The payback period is affected by several factors. What are the terms of their loan, if a loan is involved? What is the tax treatment? Will it be limited or full capital cost allowance?

Do they want to be the system owner, which tends to outperform financially but carries more risks, or do they want to just lease out their roofs? Or would they consider a joint partnership. In practice, the payback periods for most projects tend to range between 7 to 14 years. It really varies with each project.

One comment on rooftop leasing…while it is difficult to generalize because every situation is unique, we could say that for rooftop leasing, the sweet spot is around 250 kW. Systems much smaller than that may not make sense, as it is more difficult to recover fixed costs. Systems larger than that may not always be better. Having said that, each situation is unique and must be looked into individually.

Being an experienced solar system contractor, what particular area would you advise people to pay special attention to?

An area often overlooked is connection to the Local Distribution Company. In order to feed power into the grid and earn income under the FIT program, your system must be connected to your LDC, such as Hydro One, Toronto Hydro or Essex Powerlines.

Sometimes, this connection requires an upgrade to the LDC equipment. Depending on the nature of the upgrade, system owners can be charged for upgrades that the LDC might otherwise not have to make. One of our clients was informed by their LDC that the upgrade would cost them well over six-figures. This high cost would have seriously impacted the financial modeling and the payback period, and it would have jeopardized the whole project.

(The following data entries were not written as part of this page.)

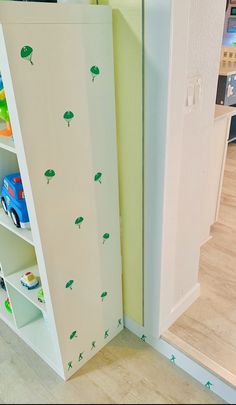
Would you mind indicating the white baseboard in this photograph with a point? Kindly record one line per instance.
(198, 372)
(181, 307)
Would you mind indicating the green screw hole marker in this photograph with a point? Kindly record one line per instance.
(79, 221)
(98, 177)
(73, 335)
(208, 385)
(81, 357)
(49, 174)
(95, 71)
(27, 53)
(106, 236)
(68, 116)
(70, 284)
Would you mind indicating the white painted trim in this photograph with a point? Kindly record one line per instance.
(195, 370)
(182, 306)
(10, 325)
(207, 240)
(155, 27)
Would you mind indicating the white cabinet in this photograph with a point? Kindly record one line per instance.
(57, 67)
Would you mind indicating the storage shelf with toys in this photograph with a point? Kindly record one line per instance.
(5, 306)
(34, 295)
(61, 236)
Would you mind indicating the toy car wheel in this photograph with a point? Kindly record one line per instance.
(15, 218)
(4, 205)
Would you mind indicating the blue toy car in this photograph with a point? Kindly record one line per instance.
(13, 200)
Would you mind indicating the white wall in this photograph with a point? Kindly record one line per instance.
(193, 43)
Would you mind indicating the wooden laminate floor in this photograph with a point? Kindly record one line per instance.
(209, 325)
(127, 371)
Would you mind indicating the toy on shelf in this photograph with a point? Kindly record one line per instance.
(29, 281)
(2, 284)
(4, 114)
(13, 200)
(8, 306)
(40, 296)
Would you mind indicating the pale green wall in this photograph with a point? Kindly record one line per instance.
(127, 20)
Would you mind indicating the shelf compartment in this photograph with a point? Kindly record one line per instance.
(4, 314)
(7, 143)
(31, 295)
(24, 234)
(33, 326)
(15, 253)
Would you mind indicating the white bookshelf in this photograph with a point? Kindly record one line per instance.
(6, 221)
(70, 257)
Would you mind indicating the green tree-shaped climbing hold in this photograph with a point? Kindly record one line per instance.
(208, 385)
(69, 284)
(106, 334)
(27, 53)
(79, 221)
(106, 236)
(81, 356)
(104, 295)
(95, 71)
(49, 174)
(73, 335)
(68, 116)
(98, 177)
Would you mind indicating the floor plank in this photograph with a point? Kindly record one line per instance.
(127, 371)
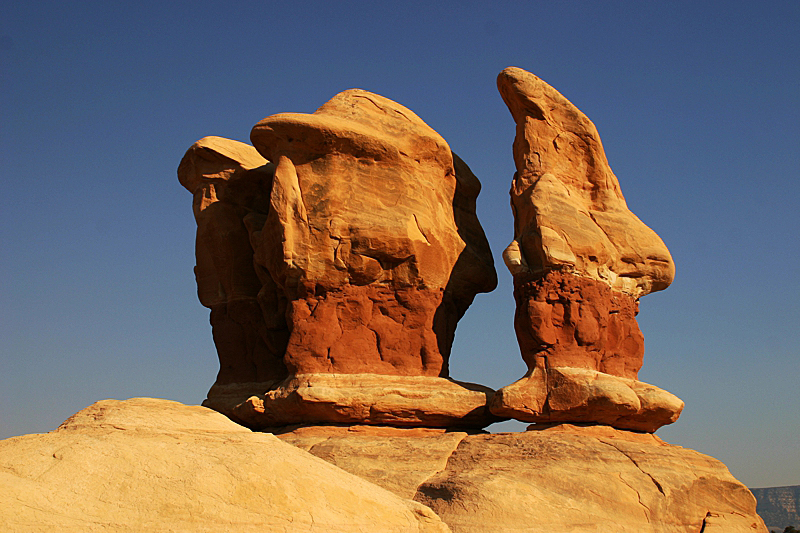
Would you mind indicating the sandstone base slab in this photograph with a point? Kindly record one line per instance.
(548, 395)
(148, 465)
(564, 478)
(410, 401)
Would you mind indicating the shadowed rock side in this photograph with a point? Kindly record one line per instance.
(361, 251)
(580, 261)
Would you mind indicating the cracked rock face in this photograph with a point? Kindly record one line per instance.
(580, 261)
(345, 242)
(156, 465)
(562, 478)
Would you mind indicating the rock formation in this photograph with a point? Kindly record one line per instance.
(355, 253)
(146, 465)
(557, 478)
(153, 465)
(580, 261)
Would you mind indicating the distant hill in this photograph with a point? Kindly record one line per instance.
(779, 506)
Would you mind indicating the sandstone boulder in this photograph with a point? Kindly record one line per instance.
(562, 478)
(148, 465)
(355, 253)
(580, 261)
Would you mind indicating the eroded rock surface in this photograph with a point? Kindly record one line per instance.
(580, 260)
(356, 252)
(148, 465)
(563, 478)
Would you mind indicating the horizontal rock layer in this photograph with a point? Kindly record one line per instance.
(565, 394)
(149, 465)
(563, 478)
(405, 401)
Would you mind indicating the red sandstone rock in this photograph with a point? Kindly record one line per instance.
(580, 261)
(356, 253)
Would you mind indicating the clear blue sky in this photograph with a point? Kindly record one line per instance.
(697, 103)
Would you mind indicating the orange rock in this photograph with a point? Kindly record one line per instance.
(580, 261)
(559, 478)
(356, 253)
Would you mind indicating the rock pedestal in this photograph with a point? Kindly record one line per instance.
(581, 261)
(355, 253)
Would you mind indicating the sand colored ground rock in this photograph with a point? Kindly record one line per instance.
(580, 261)
(356, 252)
(563, 478)
(148, 465)
(405, 401)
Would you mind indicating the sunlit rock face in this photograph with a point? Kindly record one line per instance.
(355, 251)
(580, 261)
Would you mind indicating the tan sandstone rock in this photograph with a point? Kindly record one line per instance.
(580, 261)
(562, 478)
(356, 253)
(148, 465)
(406, 401)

Not every system supplier in this new Ontario market has the same level of understanding when dealing with grid connections. It can get very complicated. In some cases, transmission station capacity to connect the project simply does not exist at all (at least at first glance) and the costs or technical requirements to make the connection are not fully understood until well into the process, which obviously does not help anyone involved.